Ceiba was the first discovery in a new oil province – offshore Rio Muni, the African mainland part of Equatorial Guinea. The field, 35 km off the coast and in water 670-800 metres deep, was brought on stream through an FPSO-based early production system in November 2000. It flowed up to 50,000 b/d and there were hopes that the rate would double when, in January 2002, the FPSO was replaced by another – the Sendje Ceiba, with a processing capacity of 160,000 b/d. However, production did not increase. Amerada Hess said last month that Ceiba is flowing 40,000 b/d, but the firm added that the field is "performing as expected and we are very pleased with it".
Oil-in-place reserves are estimated at 0.7bn barrels, Amerada Hess says. A recovery factor of 30%, which the firm considers conservative, indicates recoverable reserves of 210m barrels – of which Amerada Hess has booked 150m barrels. "We will book additional reserves this year," a spokesman said, commenting on good results from the field's waterflood operation. Ceiba lies in Block G, where interests are Amerada Hess, 85%, and Tullow, 15% – although GEPetrol has a carried 5% interest in developments.

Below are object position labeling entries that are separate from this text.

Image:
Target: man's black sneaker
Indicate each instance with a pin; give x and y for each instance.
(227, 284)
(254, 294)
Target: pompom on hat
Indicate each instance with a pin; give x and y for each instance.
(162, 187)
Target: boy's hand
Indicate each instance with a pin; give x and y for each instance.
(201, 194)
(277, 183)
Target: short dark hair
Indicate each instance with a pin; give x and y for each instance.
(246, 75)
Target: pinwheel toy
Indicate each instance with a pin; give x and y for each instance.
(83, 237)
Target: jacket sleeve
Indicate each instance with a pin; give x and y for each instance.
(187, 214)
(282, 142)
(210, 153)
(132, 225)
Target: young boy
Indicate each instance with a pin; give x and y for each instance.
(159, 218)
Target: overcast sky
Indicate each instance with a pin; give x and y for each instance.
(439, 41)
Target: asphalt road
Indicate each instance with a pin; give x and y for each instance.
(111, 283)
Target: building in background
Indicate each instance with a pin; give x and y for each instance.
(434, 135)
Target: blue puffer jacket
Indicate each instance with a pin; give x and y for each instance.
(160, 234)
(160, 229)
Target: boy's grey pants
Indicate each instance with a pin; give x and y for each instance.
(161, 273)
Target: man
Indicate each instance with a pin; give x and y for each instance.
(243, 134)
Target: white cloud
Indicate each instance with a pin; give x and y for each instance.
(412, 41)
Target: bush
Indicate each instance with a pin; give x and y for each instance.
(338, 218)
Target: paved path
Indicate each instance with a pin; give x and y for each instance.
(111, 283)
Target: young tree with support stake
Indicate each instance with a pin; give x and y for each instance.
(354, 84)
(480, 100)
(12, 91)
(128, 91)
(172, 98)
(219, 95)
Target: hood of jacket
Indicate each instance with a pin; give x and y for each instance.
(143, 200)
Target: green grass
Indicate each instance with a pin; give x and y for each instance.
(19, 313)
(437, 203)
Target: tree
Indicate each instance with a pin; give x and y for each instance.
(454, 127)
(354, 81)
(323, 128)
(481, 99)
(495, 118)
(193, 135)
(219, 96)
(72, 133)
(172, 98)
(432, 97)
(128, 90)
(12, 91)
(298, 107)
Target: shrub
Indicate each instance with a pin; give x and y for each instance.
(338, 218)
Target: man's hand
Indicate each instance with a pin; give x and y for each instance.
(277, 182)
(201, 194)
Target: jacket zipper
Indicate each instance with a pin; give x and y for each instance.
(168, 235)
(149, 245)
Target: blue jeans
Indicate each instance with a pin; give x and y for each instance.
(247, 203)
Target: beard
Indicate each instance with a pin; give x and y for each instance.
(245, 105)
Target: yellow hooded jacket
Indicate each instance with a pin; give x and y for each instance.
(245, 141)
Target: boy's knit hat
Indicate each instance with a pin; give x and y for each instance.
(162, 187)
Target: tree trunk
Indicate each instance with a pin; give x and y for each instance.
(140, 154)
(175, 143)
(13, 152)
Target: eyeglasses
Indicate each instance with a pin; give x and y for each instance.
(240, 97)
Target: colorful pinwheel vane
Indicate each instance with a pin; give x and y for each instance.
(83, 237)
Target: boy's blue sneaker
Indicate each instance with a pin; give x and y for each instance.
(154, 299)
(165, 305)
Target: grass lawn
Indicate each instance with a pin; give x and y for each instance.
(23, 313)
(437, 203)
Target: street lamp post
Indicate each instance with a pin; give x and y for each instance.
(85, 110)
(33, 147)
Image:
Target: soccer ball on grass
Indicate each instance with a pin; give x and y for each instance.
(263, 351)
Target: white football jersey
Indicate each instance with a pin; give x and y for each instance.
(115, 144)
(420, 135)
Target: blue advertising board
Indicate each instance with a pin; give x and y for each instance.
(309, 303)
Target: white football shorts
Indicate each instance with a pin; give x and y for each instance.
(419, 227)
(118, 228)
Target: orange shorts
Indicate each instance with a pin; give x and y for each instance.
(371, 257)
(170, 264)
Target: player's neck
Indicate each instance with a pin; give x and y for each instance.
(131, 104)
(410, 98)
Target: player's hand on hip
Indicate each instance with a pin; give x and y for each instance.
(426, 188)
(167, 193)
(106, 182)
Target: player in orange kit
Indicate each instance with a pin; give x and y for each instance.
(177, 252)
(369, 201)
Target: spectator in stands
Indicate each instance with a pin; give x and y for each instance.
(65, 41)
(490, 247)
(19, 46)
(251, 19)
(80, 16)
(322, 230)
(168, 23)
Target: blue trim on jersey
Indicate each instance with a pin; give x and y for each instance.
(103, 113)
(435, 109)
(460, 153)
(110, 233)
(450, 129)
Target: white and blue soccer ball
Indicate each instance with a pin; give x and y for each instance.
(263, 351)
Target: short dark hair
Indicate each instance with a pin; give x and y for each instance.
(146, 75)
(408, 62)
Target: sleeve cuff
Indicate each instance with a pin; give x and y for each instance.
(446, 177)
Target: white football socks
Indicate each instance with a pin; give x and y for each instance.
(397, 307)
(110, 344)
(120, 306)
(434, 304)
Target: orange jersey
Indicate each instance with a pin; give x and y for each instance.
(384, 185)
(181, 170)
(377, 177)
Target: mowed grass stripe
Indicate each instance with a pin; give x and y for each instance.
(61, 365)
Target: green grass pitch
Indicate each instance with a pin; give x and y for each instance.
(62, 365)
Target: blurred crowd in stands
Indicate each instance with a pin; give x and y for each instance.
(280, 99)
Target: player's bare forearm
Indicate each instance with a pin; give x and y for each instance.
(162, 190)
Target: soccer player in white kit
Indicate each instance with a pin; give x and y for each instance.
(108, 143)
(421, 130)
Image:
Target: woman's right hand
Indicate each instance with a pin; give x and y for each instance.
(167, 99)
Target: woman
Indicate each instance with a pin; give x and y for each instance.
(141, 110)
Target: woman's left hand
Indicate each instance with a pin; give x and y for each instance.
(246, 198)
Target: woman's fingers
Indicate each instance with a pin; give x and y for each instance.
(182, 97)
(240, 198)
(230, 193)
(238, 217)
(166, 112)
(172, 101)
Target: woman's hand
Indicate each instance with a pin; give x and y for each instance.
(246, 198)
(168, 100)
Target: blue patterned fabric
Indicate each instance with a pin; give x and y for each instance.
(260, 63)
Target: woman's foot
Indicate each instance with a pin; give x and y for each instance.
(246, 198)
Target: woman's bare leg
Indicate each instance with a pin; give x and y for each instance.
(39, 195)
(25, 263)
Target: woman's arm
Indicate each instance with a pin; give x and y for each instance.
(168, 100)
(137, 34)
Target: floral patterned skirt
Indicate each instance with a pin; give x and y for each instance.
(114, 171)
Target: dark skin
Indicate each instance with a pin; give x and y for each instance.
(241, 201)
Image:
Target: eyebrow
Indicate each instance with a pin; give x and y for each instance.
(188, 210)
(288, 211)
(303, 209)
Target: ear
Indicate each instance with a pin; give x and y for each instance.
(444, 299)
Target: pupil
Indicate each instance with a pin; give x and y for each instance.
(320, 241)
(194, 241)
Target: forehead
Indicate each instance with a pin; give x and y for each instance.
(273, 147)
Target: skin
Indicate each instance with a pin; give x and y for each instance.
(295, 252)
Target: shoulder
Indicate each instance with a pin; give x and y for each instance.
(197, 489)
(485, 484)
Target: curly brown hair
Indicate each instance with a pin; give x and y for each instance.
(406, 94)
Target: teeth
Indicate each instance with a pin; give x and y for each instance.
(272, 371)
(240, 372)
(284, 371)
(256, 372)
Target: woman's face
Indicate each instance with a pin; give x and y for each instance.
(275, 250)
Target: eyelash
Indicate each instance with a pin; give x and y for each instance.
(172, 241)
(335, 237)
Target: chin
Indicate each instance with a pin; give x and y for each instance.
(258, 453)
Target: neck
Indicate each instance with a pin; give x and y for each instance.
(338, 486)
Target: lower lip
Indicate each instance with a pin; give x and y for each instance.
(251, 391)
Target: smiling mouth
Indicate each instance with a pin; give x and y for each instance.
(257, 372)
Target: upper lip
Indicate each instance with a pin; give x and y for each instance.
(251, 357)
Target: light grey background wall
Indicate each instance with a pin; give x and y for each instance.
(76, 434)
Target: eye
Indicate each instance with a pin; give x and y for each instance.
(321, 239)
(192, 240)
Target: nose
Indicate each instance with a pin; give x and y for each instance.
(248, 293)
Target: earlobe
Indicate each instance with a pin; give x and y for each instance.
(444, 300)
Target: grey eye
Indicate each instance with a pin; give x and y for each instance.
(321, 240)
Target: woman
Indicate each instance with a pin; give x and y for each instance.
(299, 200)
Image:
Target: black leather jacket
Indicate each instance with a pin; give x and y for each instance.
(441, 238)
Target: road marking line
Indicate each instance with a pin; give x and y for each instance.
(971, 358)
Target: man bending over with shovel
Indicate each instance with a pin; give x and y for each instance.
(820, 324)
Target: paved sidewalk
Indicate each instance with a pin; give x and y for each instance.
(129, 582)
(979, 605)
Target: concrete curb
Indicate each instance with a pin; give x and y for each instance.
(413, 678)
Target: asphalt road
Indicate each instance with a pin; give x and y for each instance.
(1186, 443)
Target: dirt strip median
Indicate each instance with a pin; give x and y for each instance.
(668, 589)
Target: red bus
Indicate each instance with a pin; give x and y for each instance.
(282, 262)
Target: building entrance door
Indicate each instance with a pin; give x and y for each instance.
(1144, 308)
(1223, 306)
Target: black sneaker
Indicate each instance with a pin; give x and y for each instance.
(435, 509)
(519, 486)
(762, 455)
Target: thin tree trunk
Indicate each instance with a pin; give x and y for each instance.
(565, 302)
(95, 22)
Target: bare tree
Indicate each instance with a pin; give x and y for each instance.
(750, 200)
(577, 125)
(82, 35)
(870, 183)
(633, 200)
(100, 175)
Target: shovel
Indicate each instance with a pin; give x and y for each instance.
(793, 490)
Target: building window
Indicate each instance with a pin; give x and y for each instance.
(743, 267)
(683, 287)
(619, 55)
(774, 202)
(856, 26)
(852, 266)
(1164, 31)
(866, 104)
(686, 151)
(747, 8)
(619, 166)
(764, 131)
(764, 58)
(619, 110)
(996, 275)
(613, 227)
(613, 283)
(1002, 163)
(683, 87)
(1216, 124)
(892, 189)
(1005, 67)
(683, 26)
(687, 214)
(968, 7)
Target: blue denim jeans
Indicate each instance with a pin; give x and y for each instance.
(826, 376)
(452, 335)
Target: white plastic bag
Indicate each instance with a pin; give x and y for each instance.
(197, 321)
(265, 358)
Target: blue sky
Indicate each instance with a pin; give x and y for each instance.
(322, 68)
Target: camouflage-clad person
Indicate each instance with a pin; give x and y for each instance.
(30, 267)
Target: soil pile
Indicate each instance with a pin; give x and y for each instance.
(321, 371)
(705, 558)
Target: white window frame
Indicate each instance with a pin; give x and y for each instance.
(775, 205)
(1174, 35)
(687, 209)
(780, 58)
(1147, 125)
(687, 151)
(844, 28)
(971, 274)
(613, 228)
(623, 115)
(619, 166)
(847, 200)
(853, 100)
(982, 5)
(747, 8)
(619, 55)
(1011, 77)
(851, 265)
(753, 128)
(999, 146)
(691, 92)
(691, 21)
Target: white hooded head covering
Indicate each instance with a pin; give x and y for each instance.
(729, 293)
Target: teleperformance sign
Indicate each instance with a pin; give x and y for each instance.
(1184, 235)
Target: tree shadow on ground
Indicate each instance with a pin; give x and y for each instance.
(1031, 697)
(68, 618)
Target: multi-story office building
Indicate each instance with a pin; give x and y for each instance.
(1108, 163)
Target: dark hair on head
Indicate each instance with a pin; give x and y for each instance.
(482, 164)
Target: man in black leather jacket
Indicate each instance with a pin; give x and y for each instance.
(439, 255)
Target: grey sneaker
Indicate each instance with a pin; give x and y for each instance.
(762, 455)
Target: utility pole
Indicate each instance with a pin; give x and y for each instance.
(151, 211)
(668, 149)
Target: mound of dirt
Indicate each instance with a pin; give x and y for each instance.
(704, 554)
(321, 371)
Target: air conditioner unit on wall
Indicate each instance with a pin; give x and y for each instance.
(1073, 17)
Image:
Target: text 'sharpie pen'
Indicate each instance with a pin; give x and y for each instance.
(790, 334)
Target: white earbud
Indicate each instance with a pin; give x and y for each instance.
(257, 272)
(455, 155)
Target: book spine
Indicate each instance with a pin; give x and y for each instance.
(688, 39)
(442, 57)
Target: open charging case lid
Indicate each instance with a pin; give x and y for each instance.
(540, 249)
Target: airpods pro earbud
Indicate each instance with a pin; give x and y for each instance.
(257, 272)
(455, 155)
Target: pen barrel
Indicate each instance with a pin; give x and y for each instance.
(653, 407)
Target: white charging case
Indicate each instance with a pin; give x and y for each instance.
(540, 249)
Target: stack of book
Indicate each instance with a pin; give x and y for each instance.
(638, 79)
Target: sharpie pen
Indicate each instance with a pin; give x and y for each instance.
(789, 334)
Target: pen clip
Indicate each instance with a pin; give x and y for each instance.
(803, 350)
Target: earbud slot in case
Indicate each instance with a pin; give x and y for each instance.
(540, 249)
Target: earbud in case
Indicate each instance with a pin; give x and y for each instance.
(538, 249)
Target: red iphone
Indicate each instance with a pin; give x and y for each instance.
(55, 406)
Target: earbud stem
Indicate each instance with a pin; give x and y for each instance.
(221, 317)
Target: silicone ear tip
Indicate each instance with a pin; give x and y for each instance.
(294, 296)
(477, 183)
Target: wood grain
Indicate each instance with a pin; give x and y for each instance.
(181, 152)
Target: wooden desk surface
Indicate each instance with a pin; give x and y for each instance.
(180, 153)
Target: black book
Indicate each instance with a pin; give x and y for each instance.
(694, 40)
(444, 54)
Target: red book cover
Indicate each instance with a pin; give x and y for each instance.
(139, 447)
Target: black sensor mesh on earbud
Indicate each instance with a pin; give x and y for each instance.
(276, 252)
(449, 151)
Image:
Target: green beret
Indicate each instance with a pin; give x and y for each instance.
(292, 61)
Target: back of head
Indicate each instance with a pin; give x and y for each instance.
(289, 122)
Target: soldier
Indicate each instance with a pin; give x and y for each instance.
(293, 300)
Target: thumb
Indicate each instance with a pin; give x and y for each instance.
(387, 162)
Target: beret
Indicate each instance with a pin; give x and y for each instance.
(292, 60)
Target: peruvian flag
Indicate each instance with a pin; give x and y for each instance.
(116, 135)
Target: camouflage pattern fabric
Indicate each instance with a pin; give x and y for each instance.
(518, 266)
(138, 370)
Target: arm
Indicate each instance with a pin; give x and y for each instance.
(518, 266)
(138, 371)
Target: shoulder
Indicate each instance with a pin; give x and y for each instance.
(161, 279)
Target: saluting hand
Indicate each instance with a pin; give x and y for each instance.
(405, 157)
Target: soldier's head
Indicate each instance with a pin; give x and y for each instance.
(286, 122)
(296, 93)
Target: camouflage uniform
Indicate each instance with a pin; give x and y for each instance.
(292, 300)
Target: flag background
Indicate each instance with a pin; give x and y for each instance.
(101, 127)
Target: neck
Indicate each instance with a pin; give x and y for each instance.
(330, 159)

Amerada Hess is not planning further exploration in the area, but is concentrating on the development of its other discoveries in the block. In August, the firm launched the Northern Block G (NBG) development, under which the Okumé, Oveng, Ebano and Elon fields will be brought on stream in the first quarter of 2007. Production is due to build up to a plateau of 60,000 b/d in that year, achieved at a project-lifetime cost of $1.1bn – a relatively high figure for which the area's complicated geology takes the blame.
Because of the reservoir complications, which include stacked producing intervals, the firm anticipates the need for well interventions throughout the life of the fields. Accordingly, the NBG development rejects the usual – for the deep-water Gulf of Guinea – subsea-to-FPSO approach, in favour of multiple platforms with surface wellheads.
Two platforms, at water-depths of 274 metres and 534 metres, will be tension-leg platforms (TLPs) – a decision which doubles the Gulf of Guinea's population of TLPs, the other two being at Angola's Kizomba A and B developments. The TLPs will tap the Okumé, Oveng and Ebano fields. There will be four other platforms, all fixed structures in 46-70 metres of water – three wellhead platforms over the Elon field and a central processing facility, also over Elon. Oil will be piped 24 km to the Sendje Ceiba's 2.1m barrels of storage capacity. In total, there will be 29 producing wells together with 16 water-injectors and two gas-injectors.
Amerada Hess has made several other discoveries in the area, with tie-in possibilities. Particularly promising is the firm's November discovery with the G-19 well, drilled less than 2 km from the NBG fields. The well, in 385 metres of water, found over 34 metres of net oil zone.